На базаре дорого стоили кремни для зажигалок. За один камешек можно было купить гору леденцов. Подойду к прилавку, послюнявлю указательный палец и как бы случайно уроню его на разложенные камешки… «Нет, моему папе эти слишком большие» – и отхожу. А на палец два-три камешка и прилипло.
Осенью мама возвратилась после менки. За «то» мыло она привезла мешок фасоли. «Сейчас куплю луку… сварю фасолевый суп… соль у нас еще есть», – сама себе приговаривала мама, перебирая у торговок лук.
– Мама! Пойдем со мной…
Мы отошли… Мама смотрит на меня с тревогой: мол, что случилось, с чего это вдруг «пойдем»? Я ей протянула большую головку синего лука.

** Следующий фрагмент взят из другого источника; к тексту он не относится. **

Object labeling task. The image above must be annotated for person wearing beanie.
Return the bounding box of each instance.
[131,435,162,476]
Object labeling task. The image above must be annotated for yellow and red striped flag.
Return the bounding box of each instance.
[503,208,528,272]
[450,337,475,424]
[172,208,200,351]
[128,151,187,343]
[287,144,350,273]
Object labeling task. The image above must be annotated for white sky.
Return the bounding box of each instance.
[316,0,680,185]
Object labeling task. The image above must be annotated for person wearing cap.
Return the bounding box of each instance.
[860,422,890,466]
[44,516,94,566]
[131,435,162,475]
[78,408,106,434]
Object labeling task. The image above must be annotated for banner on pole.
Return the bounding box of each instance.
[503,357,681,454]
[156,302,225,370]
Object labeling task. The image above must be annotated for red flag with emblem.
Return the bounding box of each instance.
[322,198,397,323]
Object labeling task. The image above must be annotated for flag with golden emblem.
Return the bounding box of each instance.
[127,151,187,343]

– Боже мой, какой ужас! Где ты его взяла?
– А ты его дольше всех в руке держала… А пока ты с теткой говорила…
Мама – хрясть по щеке. Я даже не успела договорить.
Она быстро пошла вперед.
– Какой ужас! Если бы Марк это узнал! Он же никогда и крошки чужой не возьмет. Откуда это у тебя?
Откуда, откуда… Сама уйдет на свою менку – и жди ее. Что оставит, съедается быстро, а потом что? Да что я, одна? Все дети так. Все! Ничего больше не буду ей рассказывать. Я думала, она обрадуется… Вот человек! А папочка такой добрый, он бы меня пожалел, поплакал бы вместе со мной…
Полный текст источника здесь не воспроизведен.